Take heart, breathe deep. You have not missed out on what was meant for you - MHN


I know how much it hurts. I know that gut-wrenching, heart sinking feeling when you see where you should be now. I know the pang of pain that comes when you see a beautifully rounded bump that corresponds to the week of pregnancy you should be in. I know the wave of grief that hits when you see the pram you chose with a newborn kicking away while knowing yours will stay empty. I know what it feels like to see endless joyful announcements while you're still mourning yours.

I know what all of these things feel like, but I also know hope. It is so easy to slip into the mindset of feeling like you have missed out while everyone else succeeds and flourishes and while I understand the genuine heartache of having a lifetime of memories ripped away from you in a moment of minutes, I also know that your story isn't over yet. I know fully well that it feels like the end now, but it isn't.

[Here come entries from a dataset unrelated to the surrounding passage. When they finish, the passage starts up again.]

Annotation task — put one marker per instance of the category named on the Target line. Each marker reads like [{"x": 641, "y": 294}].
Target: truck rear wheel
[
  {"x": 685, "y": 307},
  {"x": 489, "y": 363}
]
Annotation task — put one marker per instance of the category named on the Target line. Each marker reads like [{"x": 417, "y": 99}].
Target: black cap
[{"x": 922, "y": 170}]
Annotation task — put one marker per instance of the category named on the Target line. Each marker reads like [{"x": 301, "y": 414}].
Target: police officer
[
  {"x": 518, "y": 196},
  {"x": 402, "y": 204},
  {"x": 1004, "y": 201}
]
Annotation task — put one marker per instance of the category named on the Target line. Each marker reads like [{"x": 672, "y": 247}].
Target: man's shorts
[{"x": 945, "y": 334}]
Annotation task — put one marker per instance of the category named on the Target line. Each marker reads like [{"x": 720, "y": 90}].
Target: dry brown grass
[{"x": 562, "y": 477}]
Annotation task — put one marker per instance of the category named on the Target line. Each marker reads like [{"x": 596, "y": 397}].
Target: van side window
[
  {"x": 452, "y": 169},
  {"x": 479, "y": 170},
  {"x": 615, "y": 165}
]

It took me a long time to adjust my mindset, and it is a long journey of restoration but thankfully the path is lined with grace. Often I have been asked "How can you do that?" when I'm talking joyfully with a pregnant woman about their experience or "Is this too hard for you?" when meeting a precious newborn and enjoying those fresh snuggles. For me, I feel that on the most part my happiness has gone but I still live every day in joy. You see, happiness is fleeting and is based on how we feel at any given moment yet joy is gladness not based on circumstance.

When Zachary died, I thought I'd never feel happiness again. In my seasons of deep depression and despair the only thing I was able to cling to was in fact, joy. I thought that every time I saw anything baby-related I would have a fully fledged panic attack and the truth is that sometimes I do, but now I am able to separate my journey from the journey of others.

You did not miss out. I did not miss out. We held our babies for a brief moment, a number of weeks, months or sometimes we even shared in the joy of hearing that newborn cry. I don't know why I was only able to keep Zachary safe for twenty weeks and I don't know why my baby died while other babies laugh, cry, keep their parents awake at night and why I couldn't have that beautiful skin-to-skin moment. Yet I do know that I treasured every single moment, kick, wave of sickness and even every contraction!

I still believe that there is a future for me in motherhood. I still believe that I will parent on Earth and not just in heaven. I still believe that whatever life chooses to throw at me, and whatever tries to keep me silent that darkness will not win and that hope will prevail. I am determined to bring good out of my situation and I know that the wisdom I am gaining regarding grief and helping others could not have been possible if I didn't lose my sweet boy.

I feel that often we don't think it's possible to feel two opposing feels at the same time, but it is very very possible. I have felt moments of joy holding someones baby or looking after a child because my heart just loves to mother, but at the same time I have felt intense sorrow that I won't have those moments with Zach. When we recognise our feelings and acknowledge them we become better and not bitter. I urge you to not let your current season rob you of friendships, honest conversations or even sharing in newborn joy.

You have already flourished and I pray that in your grieving you continue to while you watch others do the same. There is still so much more to your story and it is far from over yet.